What is the pattern?

You know, 57 is irrelevant. The only important thing here is the general question of the finding the sum without actually doing all the additions. However, to get to the point of finding the sum without actually doing all the additions, we should experiment with actual additions first! For example, let us find the sum of the first seven terms.

Did you notice that to have 7 terms, the last power in the sum should be 6 and not 7, and that means we should calculate $1+i+i^2+i^3+i^4+i^5+i^6$ and not $1+i+i^2+i^3+i^4+i^5+i^6+i^7$.

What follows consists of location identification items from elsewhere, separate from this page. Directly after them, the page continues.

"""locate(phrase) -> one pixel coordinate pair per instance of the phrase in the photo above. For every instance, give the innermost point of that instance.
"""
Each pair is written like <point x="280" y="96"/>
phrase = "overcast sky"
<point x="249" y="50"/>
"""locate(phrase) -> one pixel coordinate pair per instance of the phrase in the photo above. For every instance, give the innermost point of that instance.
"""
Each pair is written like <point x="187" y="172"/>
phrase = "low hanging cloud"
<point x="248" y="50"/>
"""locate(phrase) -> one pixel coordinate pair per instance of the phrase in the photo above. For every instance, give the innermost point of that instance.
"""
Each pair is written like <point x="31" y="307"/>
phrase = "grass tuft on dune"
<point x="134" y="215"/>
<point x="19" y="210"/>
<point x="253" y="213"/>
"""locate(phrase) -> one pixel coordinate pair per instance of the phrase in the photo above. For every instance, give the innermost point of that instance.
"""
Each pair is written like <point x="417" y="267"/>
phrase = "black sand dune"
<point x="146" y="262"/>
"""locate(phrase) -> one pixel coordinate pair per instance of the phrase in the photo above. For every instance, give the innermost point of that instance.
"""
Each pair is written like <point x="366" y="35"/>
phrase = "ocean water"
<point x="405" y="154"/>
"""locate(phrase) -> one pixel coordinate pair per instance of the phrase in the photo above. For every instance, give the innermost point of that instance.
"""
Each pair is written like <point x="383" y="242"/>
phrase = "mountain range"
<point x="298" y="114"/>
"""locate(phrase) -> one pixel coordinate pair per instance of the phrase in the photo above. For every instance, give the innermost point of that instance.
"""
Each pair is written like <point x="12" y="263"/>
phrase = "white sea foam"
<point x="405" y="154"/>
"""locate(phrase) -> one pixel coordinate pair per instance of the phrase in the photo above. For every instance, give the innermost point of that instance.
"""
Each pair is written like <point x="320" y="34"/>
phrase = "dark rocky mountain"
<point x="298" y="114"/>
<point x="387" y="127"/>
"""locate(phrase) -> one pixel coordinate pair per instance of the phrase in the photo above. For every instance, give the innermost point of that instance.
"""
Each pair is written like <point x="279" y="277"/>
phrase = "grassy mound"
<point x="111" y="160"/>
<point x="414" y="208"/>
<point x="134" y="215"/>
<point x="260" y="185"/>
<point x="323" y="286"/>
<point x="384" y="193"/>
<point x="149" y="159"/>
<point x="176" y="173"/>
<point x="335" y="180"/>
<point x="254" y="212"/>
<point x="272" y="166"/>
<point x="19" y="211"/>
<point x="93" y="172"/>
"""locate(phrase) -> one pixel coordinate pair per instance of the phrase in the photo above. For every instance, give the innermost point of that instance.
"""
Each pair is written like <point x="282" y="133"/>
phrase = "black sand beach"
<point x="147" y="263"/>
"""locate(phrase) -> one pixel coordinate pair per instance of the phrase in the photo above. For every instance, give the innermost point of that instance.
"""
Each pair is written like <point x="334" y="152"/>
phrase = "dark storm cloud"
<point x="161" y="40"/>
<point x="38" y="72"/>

This was not a trick. In fact, thinking in terms of the number of terms is the key to the pattern that we are looking for.

What is the sum of the first two terms?

What is the sum of the first three terms?

What is the sum of the first four terms?

What is the sum of the first five terms? The first six? The first seven?

Let us also include “the sum of the first term”. It is silly, but you see why it is useful. Here are the results starting from “the sum of the first term”, following by “the sum of the first two terms”, then, the sum of the first three term”, and so on.

$1,1+i, i, 0, 1, 1+i, i, 0, …$

See, the sum of the first four terms is 0, the sum of the first eight terms is 0, and so on.  And then, after each 0, we have 1, 1+i, and i. Now if we want to know what is $$1+i+i^2+i^3+…+i^{57}$$ we only need to know how many fours goes into 58 (that is the number of terms). This number of fours only matters to us, as long as it helps us to find how many terms remain. In this case, no terms remains. So, the sum is 0.

$1+\frac{1}{i}+\frac{1}{i^2}+\frac{1}{i^3}+…+\frac{1}{i^{2019}}$

Do I need to say what the question is?